Un bellissimo quanto raro equilibrio fra l'intatta sostanza delle rispettive identità tecnico-espressive e una sintonia totale in termini di suoni e respiri, d'intenzioni stilistiche, di incastri perfetti fra stacchi metrici, accenti ritmici, dialoghi serrati e dinamiche dalle sfumature molteplici. La sorpresa è che a garantirlo è un gruppo giovanissimo, il Trio Sitkovetsky (nelle foto), fondato una decina di anni fa e già ampiamente affermato nel panorama concertistico internazionale, primo vincitore del Premio internazionale Commerzbank nel 2008 e del Mecklenburg Vorpommern Festival nel 2009, ospite di realtà di primo piano alla Wigmore Hall, all'Alte Oper di Francoforte, al Palais des Beaux Arts di Bruxelles. In campo: un violinista leader bravissimo e di grande maturità musicale, Alexander Sitkovetsky, figlio d'arte con alle spalle una rosa di celebri artisti e primi studi con un amico di famiglia d'alto calibro quale Yehudi Menhuin; il violoncellista tedesco-coreano Isang Enders, forte di una tecnica infallibile e di una condotta sempre ben allineata con l'economia dell'insieme quindi, al pianoforte, una camerista veramente "doc", la coreana Wu Qian, dotata di un impressionante controllo digitale unito a una notevolissima personalità riconoscibile ad ogni battuta tanto nel tocco quanto nelle curvature dinamico-timbriche, nel taglio dello stile, nel controllo sia ritmico che dei piani sonori.

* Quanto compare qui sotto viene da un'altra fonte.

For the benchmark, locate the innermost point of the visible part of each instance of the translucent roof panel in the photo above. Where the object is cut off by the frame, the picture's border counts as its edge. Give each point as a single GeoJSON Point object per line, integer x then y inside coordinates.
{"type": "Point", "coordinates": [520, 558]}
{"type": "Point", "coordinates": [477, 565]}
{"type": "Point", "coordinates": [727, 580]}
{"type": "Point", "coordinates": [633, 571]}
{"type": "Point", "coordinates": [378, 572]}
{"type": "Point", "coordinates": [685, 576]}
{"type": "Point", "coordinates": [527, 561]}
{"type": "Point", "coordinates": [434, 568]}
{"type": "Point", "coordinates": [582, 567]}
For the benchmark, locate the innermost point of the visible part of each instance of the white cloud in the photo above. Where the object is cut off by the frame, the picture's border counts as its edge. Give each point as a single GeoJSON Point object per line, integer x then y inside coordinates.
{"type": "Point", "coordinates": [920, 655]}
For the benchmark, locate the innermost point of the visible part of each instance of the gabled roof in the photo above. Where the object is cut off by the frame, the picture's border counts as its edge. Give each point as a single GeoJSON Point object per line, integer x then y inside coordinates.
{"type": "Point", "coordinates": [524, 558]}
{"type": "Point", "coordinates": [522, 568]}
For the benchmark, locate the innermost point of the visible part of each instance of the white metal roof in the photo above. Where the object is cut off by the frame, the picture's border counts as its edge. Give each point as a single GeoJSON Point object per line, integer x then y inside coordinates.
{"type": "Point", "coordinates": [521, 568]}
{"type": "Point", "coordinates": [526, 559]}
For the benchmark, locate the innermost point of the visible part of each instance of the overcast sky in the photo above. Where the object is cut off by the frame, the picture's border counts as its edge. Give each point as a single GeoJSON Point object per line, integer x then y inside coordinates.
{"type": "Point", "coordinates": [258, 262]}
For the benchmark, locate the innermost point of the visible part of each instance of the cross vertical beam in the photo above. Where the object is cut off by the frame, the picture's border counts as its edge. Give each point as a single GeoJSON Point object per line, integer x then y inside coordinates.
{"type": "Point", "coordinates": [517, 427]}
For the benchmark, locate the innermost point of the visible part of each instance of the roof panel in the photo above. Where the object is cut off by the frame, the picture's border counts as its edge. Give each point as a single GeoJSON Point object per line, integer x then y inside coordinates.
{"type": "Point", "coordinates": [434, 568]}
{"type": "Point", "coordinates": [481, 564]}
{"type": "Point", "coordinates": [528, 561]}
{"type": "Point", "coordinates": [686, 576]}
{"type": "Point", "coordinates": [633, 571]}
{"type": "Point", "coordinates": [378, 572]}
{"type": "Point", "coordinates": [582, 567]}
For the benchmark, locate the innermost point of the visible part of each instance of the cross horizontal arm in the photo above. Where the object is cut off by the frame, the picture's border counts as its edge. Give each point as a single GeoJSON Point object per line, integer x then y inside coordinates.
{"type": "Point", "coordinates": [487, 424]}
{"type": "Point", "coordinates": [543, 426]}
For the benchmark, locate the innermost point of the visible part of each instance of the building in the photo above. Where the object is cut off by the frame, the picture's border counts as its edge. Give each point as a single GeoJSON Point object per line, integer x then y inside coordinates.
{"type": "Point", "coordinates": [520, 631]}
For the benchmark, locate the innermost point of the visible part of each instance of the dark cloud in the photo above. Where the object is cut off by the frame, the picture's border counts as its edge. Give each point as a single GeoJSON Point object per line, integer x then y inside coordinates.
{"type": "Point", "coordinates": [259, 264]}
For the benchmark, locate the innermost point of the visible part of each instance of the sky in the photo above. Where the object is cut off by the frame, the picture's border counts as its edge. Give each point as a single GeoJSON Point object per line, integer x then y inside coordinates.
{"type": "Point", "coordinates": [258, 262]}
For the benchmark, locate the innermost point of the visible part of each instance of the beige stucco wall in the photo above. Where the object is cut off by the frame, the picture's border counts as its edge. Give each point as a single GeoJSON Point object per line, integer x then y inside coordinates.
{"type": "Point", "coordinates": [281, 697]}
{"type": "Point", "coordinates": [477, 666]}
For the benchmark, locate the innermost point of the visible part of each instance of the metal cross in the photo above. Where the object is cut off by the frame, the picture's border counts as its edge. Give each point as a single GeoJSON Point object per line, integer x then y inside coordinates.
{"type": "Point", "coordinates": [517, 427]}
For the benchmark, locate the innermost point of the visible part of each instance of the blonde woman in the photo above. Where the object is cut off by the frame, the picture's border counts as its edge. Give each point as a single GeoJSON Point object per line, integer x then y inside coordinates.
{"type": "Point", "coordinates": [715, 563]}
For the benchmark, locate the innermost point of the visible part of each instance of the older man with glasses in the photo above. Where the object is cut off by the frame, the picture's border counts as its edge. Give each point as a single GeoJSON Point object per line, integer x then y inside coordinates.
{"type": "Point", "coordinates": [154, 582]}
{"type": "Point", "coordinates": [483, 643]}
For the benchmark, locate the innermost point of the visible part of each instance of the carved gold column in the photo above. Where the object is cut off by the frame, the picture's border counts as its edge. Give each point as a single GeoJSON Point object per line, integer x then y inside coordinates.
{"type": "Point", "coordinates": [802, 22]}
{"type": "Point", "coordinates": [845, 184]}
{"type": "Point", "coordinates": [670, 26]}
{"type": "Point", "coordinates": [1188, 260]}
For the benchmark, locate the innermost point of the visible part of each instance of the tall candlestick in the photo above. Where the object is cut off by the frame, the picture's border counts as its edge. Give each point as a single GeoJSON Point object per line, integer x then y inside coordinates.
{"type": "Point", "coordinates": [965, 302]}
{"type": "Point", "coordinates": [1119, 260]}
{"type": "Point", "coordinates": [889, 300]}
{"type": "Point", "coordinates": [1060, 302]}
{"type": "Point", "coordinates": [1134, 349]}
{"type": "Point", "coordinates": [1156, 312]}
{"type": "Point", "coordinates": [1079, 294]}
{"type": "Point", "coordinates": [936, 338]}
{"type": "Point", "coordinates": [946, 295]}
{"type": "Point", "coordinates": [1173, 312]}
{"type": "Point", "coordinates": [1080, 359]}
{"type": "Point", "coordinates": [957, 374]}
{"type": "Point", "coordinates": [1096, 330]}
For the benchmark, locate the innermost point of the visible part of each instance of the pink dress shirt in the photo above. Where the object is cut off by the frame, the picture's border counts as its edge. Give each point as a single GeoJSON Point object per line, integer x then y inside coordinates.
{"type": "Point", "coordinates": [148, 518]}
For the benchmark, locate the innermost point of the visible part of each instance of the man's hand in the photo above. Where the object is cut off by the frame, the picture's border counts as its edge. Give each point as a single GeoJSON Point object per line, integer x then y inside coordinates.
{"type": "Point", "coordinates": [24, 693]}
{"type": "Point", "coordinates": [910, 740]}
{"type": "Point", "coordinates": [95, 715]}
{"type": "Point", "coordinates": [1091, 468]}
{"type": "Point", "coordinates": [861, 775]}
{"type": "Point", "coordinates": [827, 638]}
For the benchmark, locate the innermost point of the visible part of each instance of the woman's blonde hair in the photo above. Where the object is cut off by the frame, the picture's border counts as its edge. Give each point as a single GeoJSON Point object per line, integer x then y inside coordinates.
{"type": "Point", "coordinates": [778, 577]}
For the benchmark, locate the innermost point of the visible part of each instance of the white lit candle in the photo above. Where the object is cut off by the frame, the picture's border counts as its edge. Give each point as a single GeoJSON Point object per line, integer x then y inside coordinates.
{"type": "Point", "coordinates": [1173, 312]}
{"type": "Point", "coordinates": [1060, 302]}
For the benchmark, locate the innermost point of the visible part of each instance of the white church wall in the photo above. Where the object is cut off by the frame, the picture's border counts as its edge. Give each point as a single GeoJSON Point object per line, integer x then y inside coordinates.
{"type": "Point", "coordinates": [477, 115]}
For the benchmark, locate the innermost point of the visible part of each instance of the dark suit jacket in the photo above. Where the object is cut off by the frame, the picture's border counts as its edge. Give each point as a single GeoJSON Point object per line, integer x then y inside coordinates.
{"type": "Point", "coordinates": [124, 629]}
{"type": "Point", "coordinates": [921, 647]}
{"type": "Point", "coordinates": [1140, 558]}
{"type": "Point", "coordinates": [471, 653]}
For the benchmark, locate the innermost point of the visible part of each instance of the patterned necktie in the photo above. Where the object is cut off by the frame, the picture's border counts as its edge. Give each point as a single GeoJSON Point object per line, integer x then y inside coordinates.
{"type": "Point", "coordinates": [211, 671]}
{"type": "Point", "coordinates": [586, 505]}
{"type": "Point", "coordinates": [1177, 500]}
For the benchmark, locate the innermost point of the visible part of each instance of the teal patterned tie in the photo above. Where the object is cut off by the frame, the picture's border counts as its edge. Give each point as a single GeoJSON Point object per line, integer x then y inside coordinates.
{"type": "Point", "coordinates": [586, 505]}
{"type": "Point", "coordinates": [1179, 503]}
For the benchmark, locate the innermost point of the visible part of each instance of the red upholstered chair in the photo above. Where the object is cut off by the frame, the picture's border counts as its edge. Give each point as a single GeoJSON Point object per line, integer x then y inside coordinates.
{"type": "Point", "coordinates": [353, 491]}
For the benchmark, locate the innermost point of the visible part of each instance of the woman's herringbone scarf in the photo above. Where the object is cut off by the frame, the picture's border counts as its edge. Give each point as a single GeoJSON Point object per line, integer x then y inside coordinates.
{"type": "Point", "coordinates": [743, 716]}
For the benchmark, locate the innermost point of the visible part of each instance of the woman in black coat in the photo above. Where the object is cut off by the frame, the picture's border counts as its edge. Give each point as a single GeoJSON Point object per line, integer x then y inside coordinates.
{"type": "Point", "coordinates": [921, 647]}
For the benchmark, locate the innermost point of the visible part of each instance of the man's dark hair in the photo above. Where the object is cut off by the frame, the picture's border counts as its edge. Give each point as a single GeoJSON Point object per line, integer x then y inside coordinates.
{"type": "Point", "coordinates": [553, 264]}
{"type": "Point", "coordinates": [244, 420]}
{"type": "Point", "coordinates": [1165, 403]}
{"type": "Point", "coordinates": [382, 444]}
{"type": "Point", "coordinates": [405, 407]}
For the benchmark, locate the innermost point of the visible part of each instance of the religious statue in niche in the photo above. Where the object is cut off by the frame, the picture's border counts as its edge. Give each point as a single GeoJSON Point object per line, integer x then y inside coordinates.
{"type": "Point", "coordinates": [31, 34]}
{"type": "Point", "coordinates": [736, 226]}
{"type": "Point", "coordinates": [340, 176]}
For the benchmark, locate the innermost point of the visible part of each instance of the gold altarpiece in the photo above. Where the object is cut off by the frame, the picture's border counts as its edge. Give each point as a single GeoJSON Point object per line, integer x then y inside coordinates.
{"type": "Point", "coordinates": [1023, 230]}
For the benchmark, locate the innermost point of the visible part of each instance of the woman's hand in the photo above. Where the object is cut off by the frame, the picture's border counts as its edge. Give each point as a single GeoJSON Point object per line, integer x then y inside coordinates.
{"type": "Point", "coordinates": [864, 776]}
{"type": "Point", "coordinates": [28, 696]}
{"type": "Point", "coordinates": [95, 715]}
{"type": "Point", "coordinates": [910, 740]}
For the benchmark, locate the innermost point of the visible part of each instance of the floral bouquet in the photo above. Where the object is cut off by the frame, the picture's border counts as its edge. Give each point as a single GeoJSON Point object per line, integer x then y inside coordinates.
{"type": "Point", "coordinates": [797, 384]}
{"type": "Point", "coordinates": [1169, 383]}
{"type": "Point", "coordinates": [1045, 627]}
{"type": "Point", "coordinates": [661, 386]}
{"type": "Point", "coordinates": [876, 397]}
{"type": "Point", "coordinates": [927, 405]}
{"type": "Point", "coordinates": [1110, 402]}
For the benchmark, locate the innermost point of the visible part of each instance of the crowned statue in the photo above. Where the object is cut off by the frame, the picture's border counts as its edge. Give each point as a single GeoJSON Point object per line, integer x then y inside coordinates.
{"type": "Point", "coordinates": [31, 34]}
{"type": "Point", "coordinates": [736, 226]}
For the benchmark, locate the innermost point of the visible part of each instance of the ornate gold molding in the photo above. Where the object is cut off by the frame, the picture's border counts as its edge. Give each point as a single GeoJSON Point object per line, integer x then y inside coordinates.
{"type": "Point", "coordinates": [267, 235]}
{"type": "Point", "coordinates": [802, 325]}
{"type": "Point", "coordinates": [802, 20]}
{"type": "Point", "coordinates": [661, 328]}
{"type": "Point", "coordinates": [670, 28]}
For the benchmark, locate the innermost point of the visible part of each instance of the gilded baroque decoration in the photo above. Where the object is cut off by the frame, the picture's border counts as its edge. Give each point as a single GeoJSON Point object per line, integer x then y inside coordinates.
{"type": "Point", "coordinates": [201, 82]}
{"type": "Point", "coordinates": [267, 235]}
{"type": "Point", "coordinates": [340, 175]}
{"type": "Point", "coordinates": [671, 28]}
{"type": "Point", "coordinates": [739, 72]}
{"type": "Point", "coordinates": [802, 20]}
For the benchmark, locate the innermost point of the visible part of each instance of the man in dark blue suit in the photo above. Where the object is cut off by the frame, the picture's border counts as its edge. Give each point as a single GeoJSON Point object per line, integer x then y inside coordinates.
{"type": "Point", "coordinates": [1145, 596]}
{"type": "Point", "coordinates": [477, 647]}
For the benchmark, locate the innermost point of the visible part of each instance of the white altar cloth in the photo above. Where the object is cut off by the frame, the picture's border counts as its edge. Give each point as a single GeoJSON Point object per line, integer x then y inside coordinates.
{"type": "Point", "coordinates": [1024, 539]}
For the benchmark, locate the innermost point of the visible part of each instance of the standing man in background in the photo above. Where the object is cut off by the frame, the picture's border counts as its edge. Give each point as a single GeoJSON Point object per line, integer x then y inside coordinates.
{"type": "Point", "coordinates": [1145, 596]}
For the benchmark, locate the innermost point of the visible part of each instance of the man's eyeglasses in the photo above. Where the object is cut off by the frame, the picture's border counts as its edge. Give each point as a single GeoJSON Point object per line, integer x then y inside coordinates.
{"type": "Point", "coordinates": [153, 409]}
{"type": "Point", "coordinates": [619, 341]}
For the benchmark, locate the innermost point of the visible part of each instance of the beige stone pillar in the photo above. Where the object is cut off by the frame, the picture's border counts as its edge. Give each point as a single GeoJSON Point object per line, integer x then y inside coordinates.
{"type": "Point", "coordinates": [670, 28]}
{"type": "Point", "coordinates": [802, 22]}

A guardarli già solo in foto sono deliziosi ma, in concreto all'ascolto, si rivelano addirittura sorprendenti andando ad offrire, dall'alto della loro comunque recente storia (che da questa stagione risulta aggiornata per l'ingresso del nuovo violoncellista), un modello di riferimento esemplare d'ultima generazione per tale genere da camera per archi con pianoforte. A proporlo con vivo successo, l'altra sera, la stagione di concerti dell'Associazione Alessandro Scarlatti, al Teatro Sannazaro. L'itinerario in ascolto è significativamente partito da un autore miliare per la cameristica pura e, nello specifico, per l'evoluzione dei rapporti interni ad una formula nata sul ceppo della Sonata a tre barocca. In evidenza infatti, con il limpido ma ben caratterizzato Trio n. 25 "Gipsy" di Haydn, le capacità di chiarezza e significato sfoderate, con peso paritetico dalle singole parti del Sitkovetsky, attraversando le diverse articolazioni tematiche e fraseologiche del lavoro: dall'Andante con variazioni all'intenso Poco adagio centrale, culminando nello spirito vivace di un rimbalzante Rondò all'Ongarese innescato con scatto brillante dalla pianista Wu Qian ed ulteriormente esaltato nel canto tzigano dal violinista leader.

Ancor più interessante, a seguire, la tenuta del gruppo entro le non facili architetture e trame del Trio op. 70 n. 2 di Beethoven, disegnato con cura nelle meste battute introduttive, nella densa dialettica in 6/8 fra archi e pianoforte interna al collegato Allegro ma non troppo, così come analizzato e restituito con tempra e sonorità, archi e ribattuti sempre assai efficaci nei successivi tre tempi.

In special modo apprezzata nella duplice funzione di punta ed amalgama, la pianista coreana è stata diciamo pure la chiave di volta del bellissimo Trio in re minore op. 49 di Mendelssohn, posto in chiusura di programma: l'ampio tema del violoncello subito passato all'intenso vibrato del violino ha gettato luce sulla bella qualità degli archi lungo l'intero, virtuosistico percorso dei quattro movimenti ma, al contempo, trovando in lei (spettacolare il suo contributo nello Scherzo) un raro motore fra canto e controcanto, brillante staccato e funambolici arabeschi, fino alla corsa a tre, sfrenata e perfetta, in coda all'Allegro assai appassionato con richiami non troppo lontani dal pianistico Rondò capriccioso. Il tutto a una velocità estrema che tuttavia mai ha compromesso, neppure per un istante, la piena tornitura della loro grande musica d'insieme.

Al termine tanti gli applausi, meritatissimi, e un gratificante bis con i due movimenti finali dal Trio "Dumky" di Dvořák.